I am writing a program that takes a passphrase from the user and then writes some encrypted data to file. The method that I have come up with so far is as follows:

  • Generate a 128-bit IV from hashing the filename and the system time, and write this to the beginning of the file.
  • Generate a 256-bit key from the passphrase using SHA256.
  • Encrypt the data (beginning with a 32-bit static signature) with this key using AES in CBC mode, and write it to file.

When decrypting, the IV is read, and then the passphrase used to generate the key in the same way, and the first 32-bits are compared against what the signature should be in order to tell if the key is valid.

However I was looking at the AES example provided in PolarSSL (the library I am using to do the hashing and encryption), and they use a much more complex method:

  • Generate a 128-bit IV from hashing the filename and file size, and write this to the beginning of the file.
  • Generate a 256-bit key from hashing (SHA256) the passphrase and the IV together 8192 times.
  • Initialize the HMAC with this key.
  • Encrypt the data with this key using AES in CBC mode, and write it to file, while updating the HMAC with each encrypted block.
  • Write the HMAC to the end of the file.

I get the impression that the second method is more secure, but I don't have enough knowledge to back that up, other than that it looks more complicated.

  • If it is more secure, what are the reasons for this?
  • Is appending an HMAC to the end of the file more secure than having a signature at the beginning of the encrypted data?
  • Does hashing 8192 times increase the security?

Note: This is an open source project so whatever method I use, it will be freely available to anyone.

Was it helpful?

Solution

The second option is more secure.

Your method, does not provide any message integrity. This means that an attacker can modify parts of the ciphertext and alter what the plain text decrypts to. So long as they don't modify anything that will alter your 32-bit static signature then you'll trust it. The HMAC on the second method provides message integrity.
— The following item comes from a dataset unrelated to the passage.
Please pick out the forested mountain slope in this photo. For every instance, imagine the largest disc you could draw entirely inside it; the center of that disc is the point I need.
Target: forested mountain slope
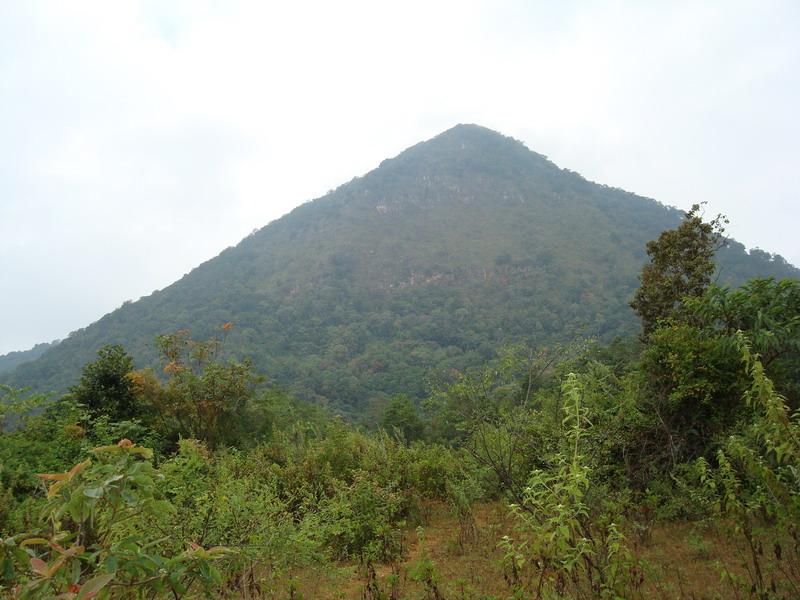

By hashing the key 8192 times it adds extra computational steps for someone to try and bruteforce the key. Assume a user will pick a dictionary based password. With your method an attacker must perform SHA256(someguess) and then try and decrypt. However, with the PolarSSL version, they will have to calculate SHA256(SHA256(SHA256...(SHA256(someguess))) for 8192 times. This will only slow an attacker down, but it might be enough (for now).

For what it's worth, please use an existing library. Cryptography is hard and is prone to subtle mistakes.